Birds, including blue jays, American robins, and Eastern bluebirds, are known to take adult moths despite their unpalatability. Spiders, particularly orb-weavers, also capture adults that fly into their webs. Bats are probably the most important predators of flying adults, though the degree of bat predation is hard to quantify.

=== Role in pollination ===
Adult agreeable tiger moths do not feed on nectar as intensively as some other moths, but they may visit flowers for moisture and possibly nectar. Their relatively short proboscis limits them to shallow flowers, and they are not considered major pollinators. However, incidental pollination likely occurs as they move among plants in search of mates and oviposition sites.

== Similar species ==
The agreeable tiger moth is one of a group of three white Spilosoma species that are commonly encountered in eastern North America. Correct identification requires careful attention to a few key characters.

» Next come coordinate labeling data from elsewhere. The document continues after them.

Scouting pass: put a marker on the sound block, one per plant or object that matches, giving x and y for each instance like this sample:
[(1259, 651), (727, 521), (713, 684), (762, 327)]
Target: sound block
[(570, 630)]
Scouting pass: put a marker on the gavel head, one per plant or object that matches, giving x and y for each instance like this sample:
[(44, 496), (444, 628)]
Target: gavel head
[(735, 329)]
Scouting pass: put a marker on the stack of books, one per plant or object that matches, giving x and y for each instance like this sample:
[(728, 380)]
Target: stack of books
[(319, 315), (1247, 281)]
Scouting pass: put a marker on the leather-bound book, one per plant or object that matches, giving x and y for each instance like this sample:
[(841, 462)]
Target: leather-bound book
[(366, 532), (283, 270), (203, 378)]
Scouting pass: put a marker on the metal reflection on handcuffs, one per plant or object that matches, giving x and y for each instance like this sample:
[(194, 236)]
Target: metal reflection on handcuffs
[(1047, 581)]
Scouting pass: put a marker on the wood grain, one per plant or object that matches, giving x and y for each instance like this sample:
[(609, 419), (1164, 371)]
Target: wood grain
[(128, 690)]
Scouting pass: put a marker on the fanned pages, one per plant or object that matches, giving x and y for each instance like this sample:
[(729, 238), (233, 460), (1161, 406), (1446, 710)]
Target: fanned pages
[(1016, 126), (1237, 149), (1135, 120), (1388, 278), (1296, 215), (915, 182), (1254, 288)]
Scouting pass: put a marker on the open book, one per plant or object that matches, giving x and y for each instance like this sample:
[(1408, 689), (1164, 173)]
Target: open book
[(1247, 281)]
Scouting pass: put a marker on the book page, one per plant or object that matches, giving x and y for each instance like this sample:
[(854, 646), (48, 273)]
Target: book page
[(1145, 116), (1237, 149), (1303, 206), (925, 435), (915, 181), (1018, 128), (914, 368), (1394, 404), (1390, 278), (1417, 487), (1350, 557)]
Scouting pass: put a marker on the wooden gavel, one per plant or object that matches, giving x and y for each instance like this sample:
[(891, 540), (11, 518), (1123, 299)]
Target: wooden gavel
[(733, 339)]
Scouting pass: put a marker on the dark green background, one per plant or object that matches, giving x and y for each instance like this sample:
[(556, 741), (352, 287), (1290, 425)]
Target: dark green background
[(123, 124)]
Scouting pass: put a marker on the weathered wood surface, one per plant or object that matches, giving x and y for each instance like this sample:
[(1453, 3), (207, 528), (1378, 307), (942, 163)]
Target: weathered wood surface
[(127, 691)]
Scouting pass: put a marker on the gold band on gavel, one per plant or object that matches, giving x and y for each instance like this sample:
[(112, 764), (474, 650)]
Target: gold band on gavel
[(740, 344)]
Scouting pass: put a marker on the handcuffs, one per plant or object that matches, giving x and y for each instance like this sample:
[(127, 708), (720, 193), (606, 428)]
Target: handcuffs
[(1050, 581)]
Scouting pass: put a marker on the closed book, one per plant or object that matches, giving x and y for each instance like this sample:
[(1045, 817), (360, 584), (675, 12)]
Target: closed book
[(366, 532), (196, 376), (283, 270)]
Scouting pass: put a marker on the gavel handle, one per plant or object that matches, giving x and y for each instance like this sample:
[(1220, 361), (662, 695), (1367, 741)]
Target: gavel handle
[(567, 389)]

=== Virginia tiger moth (Spilosoma virginica) ===
The Virginia tiger moth is extremely similar and often confused with S. congrua. The most reliable field mark is the colour of the thorax: in S. virginica, the thorax is pure white, whereas in S. congrua, it is white with an orange or yellow "bib" just behind the head. The abdomen of S. virginica is white with black spots, but the spots are often fewer and less pronounced than in S. congrua. The eyes of S. virginica are black, as in S. congrua. The larvae of the two species are virtually indistinguishable in the field.

=== Dubious tiger moth (Spilosoma dubia) ===
The dubious tiger moth is somewhat smaller and has a more northerly distribution, being common in Canada and the northern United States. It has a yellowish or pale orange thorax and abdomen, with fewer and less distinct black spots. The overall appearance is more uniformly pale yellow or cream, whereas S. congrua is a starker white. The wings of S. dubia often have a slightly translucent quality.

=== Other white moths ===
Several other white moths, including the fall webworm moth (Hyphantria cunea) and various geometer moths, may be mistaken for tiger moths by casual observers. These can be distinguished by their smaller size, different resting posture, or the absence of abdominal spots.

== Economic importance ==
The agreeable tiger moth is not a significant agricultural pest. Larvae occasionally feed on soybeans, corn, and garden vegetables, but they rarely reach densities that cause economic damage. In most years and at most locations, the species is a benign component of the herbivore community. The larvae may, if anything, be considered beneficial because they feed on common weeds such as dandelions and plantains. No specific control measures are recommended or needed for this species.

== Conservation status ==
The agreeable tiger moth has not been assessed by the International Union for Conservation of Nature (IUCN). In the United States and Canada, it is not listed under any federal or state endangered species legislation. Given its wide distribution, broad habitat tolerance, and generalist feeding habits, the species is considered secure and is not of conservation concern. Populations may fluctuate from year to year due to weather, parasitism, and food availability, but there is no evidence of a long-term decline.

== Research and studies ==
Compared to some other tiger moths, Spilosoma congrua has received relatively little dedicated research attention. Most published information comes from regional faunal surveys, taxonomic works, and ecological studies of the Arctiinae as a group. DNA barcoding studies using the mitochondrial cytochrome c oxidase subunit I (COI) gene have confirmed its distinctness from other North American Spilosoma species and have revealed some genetic structure across its range.

Potential areas for future research include the chemistry of the adult pheromone, the acoustic behaviour in response to bats, the sequestration of host plant compounds, and the population genetics of the disjunct Indian population, if confirmed.